As it stands now, there are 17,688 state registered advisors, the report says — 44 more than last year — with 78% of state-registered advisors being part of shops with one to two people. The top five states with the most state-registered advisors are California, 2,998; Texas, 1,279; Florida, 1,099; New York, 876; and Illinois, 778.
The top five exam-deficiency categories for advisors last year, according to the report, were books and records, 64.6%; registration, 54.3%; contracts, 45.4%; fees, 27.2%; and custody, 27.2%. The report states that cyber-infractions “made its debut as a deficiency category and came in a close sixth place,” with state securities examiners reporting almost 700 cybersecurity-related deficiencies during 1,200 examinations of state-registered investment advisors in 2017.
The top five infractions were: no or inadequate cybersecurity insurance, no testing for potential cybersecurity vulnerabilities, inadequate procedures with securing or limiting access to devices, failure to retain an IT or technology consultant, and inadequate procedures related to hardware/software upgrades. Cyber is “always going to be a big issue for regulators,” explained Joe Borg, NASAA president and Alabama Securities Commissioner, at the group’s public policy event in Washington in early May.
Indeed, Robert Cohen, head of the Securities and Exchange Commission’s Cyber Unit (created last fall with 30 employees in five offices), told NASAA attendees that his unit is focused on three key areas: digital assets, trading-related cyber issues and cybersecurity. The regulator sees “more and more trading misconduct having cyber issues in it, and often that conduct is coming from overseas,” Cohen explained. As for cybersecurity reviews, these involve “controls at financial institutions that the SEC regulates and also cybersecurity issues at public companies,” he said.
NASAA’s Cybersecurity and Technology Project group created a cybersecurity checklist for advisors last year. The self-assessment lets small firms identify, respond and recover from cybersecurity weaknesses; it mirrors the National Institute of Standards and Technology (NIST) framework. According to its report, NASAA’s Cybersecurity and Technology Project Group will “continue to monitor the industry in the area of cybersecurity, develop and reassess practices and procedures.”
Cryptocurrencies to Stay?
The “idea of digital currency is probably here to stay,” Borg said, adding that “regulation always follows technology.” Blockchain “certainly is here to stay,” he continued.
“I think the cryptocurrencies, possibly down the road, backed by U.S. government control [and] proper IDs, might have some space,” he explained; initial coin offerings could serve as a way to raise funds, “assuming you comply with the securities laws, the commodities law and the money transmitter laws.

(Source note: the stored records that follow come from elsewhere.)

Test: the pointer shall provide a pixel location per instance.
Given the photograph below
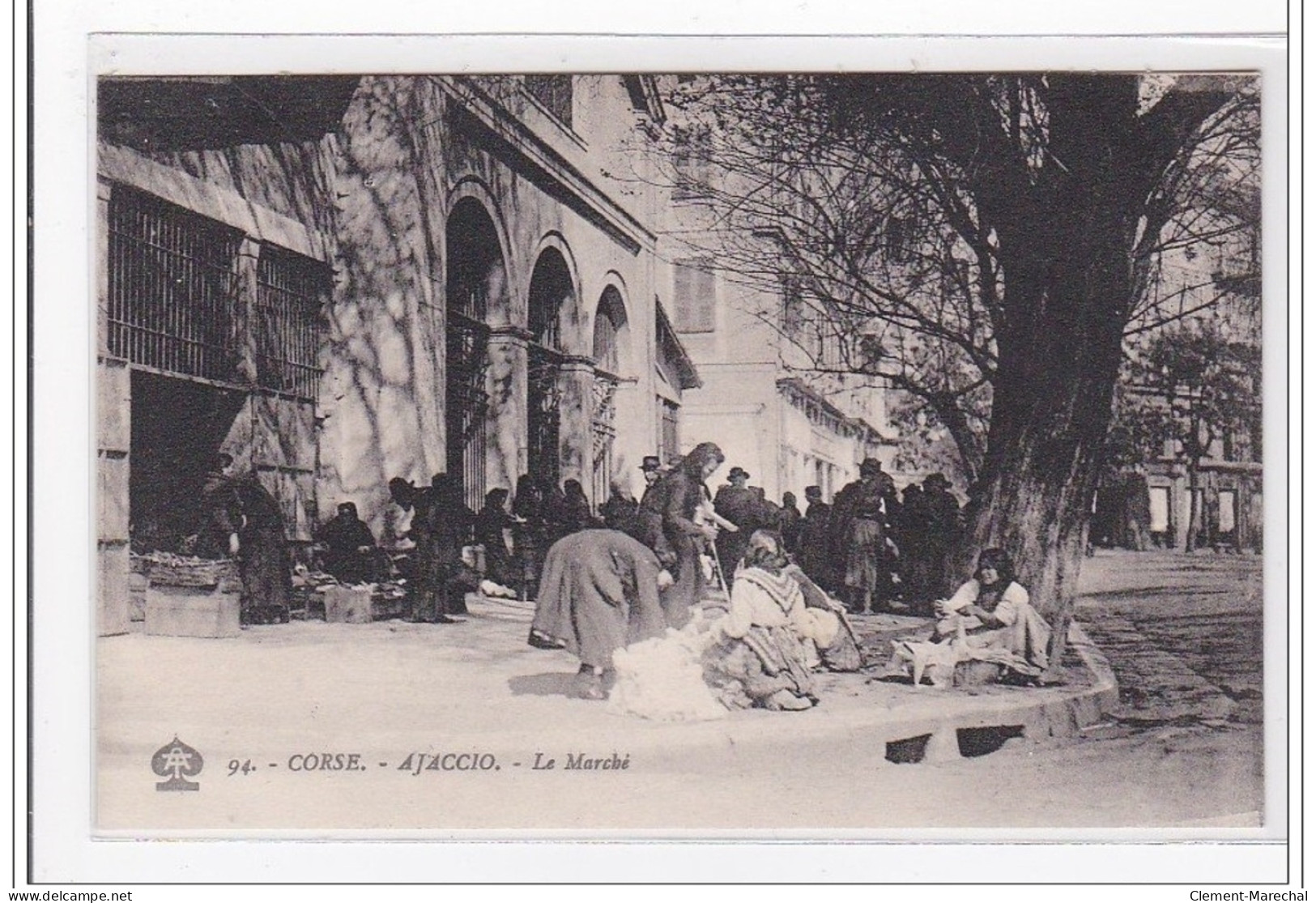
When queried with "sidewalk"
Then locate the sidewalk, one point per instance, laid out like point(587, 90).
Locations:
point(393, 690)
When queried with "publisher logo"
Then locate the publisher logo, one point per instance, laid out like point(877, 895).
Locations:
point(178, 762)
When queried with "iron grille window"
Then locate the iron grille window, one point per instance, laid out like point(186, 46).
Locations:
point(695, 298)
point(554, 92)
point(466, 406)
point(288, 324)
point(545, 415)
point(669, 431)
point(172, 288)
point(604, 433)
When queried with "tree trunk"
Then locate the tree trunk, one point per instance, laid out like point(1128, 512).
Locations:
point(1067, 252)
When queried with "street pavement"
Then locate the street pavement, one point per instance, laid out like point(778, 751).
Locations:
point(1183, 633)
point(1185, 748)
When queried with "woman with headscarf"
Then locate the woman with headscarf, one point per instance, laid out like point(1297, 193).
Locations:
point(859, 520)
point(577, 515)
point(769, 637)
point(599, 594)
point(491, 526)
point(440, 570)
point(528, 536)
point(250, 523)
point(989, 619)
point(678, 500)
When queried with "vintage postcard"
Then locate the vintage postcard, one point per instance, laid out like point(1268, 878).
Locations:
point(709, 452)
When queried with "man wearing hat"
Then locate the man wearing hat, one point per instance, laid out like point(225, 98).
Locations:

At some point, Borg surmised, “there’s going to be some regulation that says ‘here’s the path forward.’” He added: “I do think that digital currencies are here to stay, I just can’t say it’s the ones that are here now.”
Fintech as a disruptor is really “an evolution,” he said, stating that state securities regulators will be performing “basically the same jobs we’ve done with new tools” in a decade.
NASAA’s Project Group, in collaboration with the Operations Project Group, is now working to develop new tools for examiners that provide information for better assessment of unethical business practices, fiduciary duty and advertising, the report says.
The Project Group also conducted extensive research into investment advisor policies and procedures, including the need for more guidance regarding supervision, compliance, ethics and cybersecurity.